Consider the following BBN:
Let A denote 'Train strike', B denote 'Martin late' and C denote 'Norman late'.
Any evidence about A is transmitted to both B and C. For example, if we have evidence which increases our belief in a train strike (A) then this in turn will increase our belief in both Martin being late (B) and Norman being late (C).
Of more interest is whether information about B can be transmitted to C (and vice versa). Suppose we have no hard evidence about A (that is, we do not know for certain whether or not there is a train strike). If we have some evidence that Martin is late (B) then this increases our belief in A (that is, we also reason in the opposite direction of the causal arrows). This in turn increases our belief in C. In other words, evidence about B (Martin late) is transmitted through to C (Norman late).

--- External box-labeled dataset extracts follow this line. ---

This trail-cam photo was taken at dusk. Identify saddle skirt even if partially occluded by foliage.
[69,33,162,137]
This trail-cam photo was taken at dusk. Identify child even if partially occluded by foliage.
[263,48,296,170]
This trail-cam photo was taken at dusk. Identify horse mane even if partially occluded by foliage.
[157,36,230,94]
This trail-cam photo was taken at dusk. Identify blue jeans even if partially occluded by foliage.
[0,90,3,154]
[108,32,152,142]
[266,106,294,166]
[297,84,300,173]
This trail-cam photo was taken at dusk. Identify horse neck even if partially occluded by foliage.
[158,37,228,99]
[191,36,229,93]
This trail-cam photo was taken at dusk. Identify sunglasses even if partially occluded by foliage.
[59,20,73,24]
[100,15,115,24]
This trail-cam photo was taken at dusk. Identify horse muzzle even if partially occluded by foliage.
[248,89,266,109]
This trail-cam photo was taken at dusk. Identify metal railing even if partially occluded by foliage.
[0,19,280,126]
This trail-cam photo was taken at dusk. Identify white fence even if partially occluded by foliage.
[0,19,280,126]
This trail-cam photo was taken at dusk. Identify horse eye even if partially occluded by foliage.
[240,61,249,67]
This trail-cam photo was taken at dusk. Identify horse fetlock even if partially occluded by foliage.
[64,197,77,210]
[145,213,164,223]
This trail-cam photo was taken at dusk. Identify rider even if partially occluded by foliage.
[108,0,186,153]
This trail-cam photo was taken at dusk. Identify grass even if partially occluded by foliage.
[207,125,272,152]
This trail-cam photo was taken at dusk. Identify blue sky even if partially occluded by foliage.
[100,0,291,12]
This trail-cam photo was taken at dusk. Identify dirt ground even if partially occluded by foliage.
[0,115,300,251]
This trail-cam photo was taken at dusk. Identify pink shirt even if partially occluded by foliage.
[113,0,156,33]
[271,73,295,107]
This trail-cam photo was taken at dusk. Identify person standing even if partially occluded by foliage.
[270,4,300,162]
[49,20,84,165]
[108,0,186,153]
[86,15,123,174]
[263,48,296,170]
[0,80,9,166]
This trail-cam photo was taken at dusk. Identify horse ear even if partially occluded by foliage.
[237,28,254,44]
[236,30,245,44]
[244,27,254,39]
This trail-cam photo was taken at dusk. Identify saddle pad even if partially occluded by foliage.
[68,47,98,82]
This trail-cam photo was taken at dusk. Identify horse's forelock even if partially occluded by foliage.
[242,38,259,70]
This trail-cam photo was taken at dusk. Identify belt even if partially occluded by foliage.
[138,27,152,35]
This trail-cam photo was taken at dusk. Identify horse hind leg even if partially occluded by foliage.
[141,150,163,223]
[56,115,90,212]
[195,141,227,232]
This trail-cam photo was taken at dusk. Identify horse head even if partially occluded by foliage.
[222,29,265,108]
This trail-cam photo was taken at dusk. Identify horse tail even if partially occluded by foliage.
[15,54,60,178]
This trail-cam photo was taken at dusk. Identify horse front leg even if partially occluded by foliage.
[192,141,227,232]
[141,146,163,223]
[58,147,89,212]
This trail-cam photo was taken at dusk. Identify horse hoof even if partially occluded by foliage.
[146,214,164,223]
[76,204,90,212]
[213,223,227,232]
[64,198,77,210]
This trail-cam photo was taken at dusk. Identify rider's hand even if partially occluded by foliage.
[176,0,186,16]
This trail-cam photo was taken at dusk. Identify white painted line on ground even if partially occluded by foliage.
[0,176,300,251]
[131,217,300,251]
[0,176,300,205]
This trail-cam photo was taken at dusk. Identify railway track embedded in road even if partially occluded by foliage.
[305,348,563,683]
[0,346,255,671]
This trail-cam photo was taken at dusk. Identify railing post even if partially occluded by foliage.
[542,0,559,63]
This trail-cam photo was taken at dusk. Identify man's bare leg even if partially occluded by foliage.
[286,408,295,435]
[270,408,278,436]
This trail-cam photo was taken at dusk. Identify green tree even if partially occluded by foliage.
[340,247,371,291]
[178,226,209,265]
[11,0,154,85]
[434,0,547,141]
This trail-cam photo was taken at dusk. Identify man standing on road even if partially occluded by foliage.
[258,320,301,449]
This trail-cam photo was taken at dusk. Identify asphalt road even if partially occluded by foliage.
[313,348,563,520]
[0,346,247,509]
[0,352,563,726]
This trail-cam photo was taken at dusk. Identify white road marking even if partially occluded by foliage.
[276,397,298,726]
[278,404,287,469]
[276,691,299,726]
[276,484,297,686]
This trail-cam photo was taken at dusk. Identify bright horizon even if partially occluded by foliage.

However, suppose now that we have hard evidence about A, that is we know for certain whether or not there is a train strike (we also say that A is instantiated). In this case any evidence about B (Martin late) does not change in any way our belief about C (Norman late); this is because the certainty of A blocks the evidence from being transmitted (it becomes irrelevant once we know A for certain). The value of C is only influenced by the certainty of A. Thus, when A is known for certain B and C become independent.
Because the independence of B and C is conditional on the certainty of A, we say formally that B and C are conditionally independent (given A). (For a more basic explanation of independence and conditional independence click here ).
In summary: evidence can be transmitted from B to C through a diverging connection A unless A is instantiated. We say that B and C are d-separated given A.